Trump’s 25% iPhone Threat: Apple, X, and the Death of Old Twitter
Subheadline: On one May morning, a few social posts wiped billions off Apple’s value and showed how Elon Musk’s X and Trump’s Truth Social now sit at the center of trade, politics, and information wars.
Editor’s note (updated December 3, 2025): This article reflects the May 23, 2025 tariff threat and subsequent debate about Apple’s supply chain and the role of X and Truth Social in trade policy communication.
3 Narratives News
Just after markets opened on May 23, 2025, traders in New York, engineers in Hyderabad, and iPhone fans scrolling their feeds all met the same sentence: the president of the United States warning that Apple could face a 25% tariff unless iPhones sold in America were built in America. Within minutes, Apple’s value had shed tens of billions of dollars, and screenshots of a Truth Social post were racing across X, the platform once known simply as Twitter.
Context: One Post, Two Platforms, Trillions in the Balance
On May 23, 2025, U.S. President Donald Trump used his social-media megaphone to threaten a new round of tariffs: a 25% levy on iPhones not made in the United States, and a 50% tariff on imports from the European Union. The message went out first on Truth Social, then ricocheted across X and financial news feeds. Reporters at Reuters, the Guardian, ABC and others confirmed the details: the tariff threat would apply not only to Apple but also to rivals like Samsung, and markets reacted instantly as Apple’s share price fell and broader indexes slipped.
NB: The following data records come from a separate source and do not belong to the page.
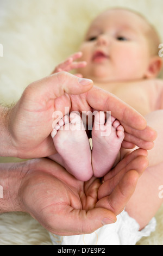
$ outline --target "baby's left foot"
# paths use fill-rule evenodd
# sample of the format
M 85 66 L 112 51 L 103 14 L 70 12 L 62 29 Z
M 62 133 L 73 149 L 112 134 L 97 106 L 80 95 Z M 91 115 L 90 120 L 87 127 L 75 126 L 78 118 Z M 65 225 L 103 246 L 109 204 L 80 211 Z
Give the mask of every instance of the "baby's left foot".
M 124 137 L 124 129 L 116 118 L 110 115 L 105 122 L 104 112 L 96 114 L 92 132 L 94 176 L 102 177 L 111 169 Z

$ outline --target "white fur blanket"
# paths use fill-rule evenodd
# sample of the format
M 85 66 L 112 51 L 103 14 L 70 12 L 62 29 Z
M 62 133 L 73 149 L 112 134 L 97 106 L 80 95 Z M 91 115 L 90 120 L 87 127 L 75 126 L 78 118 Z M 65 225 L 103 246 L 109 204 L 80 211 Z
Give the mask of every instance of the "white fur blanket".
M 16 101 L 28 84 L 78 51 L 90 21 L 113 6 L 142 13 L 163 39 L 162 0 L 1 0 L 0 101 Z M 9 161 L 18 160 L 0 158 Z M 163 206 L 156 217 L 156 231 L 138 245 L 163 245 Z M 0 245 L 52 243 L 48 232 L 29 215 L 9 213 L 0 215 Z

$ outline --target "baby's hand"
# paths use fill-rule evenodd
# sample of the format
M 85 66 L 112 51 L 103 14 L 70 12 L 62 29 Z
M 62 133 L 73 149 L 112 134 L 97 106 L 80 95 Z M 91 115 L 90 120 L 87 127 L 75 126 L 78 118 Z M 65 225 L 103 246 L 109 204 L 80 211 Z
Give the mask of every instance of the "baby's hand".
M 74 62 L 77 59 L 79 59 L 82 56 L 82 52 L 78 52 L 73 54 L 70 57 L 59 64 L 54 69 L 52 74 L 58 73 L 58 72 L 67 71 L 68 72 L 72 69 L 78 69 L 79 68 L 84 68 L 86 65 L 86 62 Z M 76 74 L 77 76 L 82 77 L 81 74 Z

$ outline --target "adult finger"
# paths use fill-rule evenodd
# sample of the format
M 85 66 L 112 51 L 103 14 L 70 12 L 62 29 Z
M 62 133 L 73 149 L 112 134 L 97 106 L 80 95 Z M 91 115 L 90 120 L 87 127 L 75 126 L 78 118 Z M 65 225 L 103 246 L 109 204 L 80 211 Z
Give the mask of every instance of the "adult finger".
M 136 170 L 127 172 L 109 196 L 99 200 L 97 206 L 105 208 L 116 216 L 120 214 L 133 194 L 139 178 L 139 174 Z
M 112 224 L 116 221 L 115 215 L 105 209 L 97 208 L 86 211 L 74 209 L 70 206 L 65 208 L 61 205 L 61 208 L 59 209 L 60 214 L 58 216 L 54 215 L 54 228 L 49 230 L 58 235 L 90 234 L 104 224 Z M 52 227 L 52 222 L 51 225 Z

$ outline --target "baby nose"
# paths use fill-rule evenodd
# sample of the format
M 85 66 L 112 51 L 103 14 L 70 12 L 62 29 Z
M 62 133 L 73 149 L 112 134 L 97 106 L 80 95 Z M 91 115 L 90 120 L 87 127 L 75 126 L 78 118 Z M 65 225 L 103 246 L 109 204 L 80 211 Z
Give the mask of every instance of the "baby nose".
M 109 36 L 107 36 L 105 34 L 100 35 L 98 38 L 98 40 L 97 41 L 97 44 L 98 45 L 108 45 L 110 42 L 110 39 L 109 38 Z

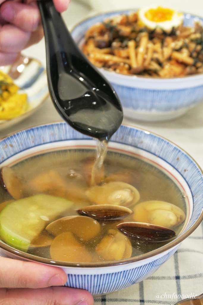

For Apple, the timing could hardly have been more sensitive. In April and May, the company had already begun quietly pivoting its supply chain: shipping record volumes of iPhones assembled in India to the United States and preparing for a future in which, by Apple’s own guidance, the majority of U.S.-bound iPhones would be made in India and Vietnam rather than China. Analysts at Reuters and supply-chain publications noted that manufacturing costs in India were estimated to be 5–10% higher than in China, but the move was seen as the price of resilience in a world of tariffs and geopolitical friction.
Trump’s threat pulled those two trends together. A post of fewer than 300 characters did three things at once:
- It challenged Apple’s strategy of diversifying assembly to India as “unacceptable” if the phones were still sold in the United States.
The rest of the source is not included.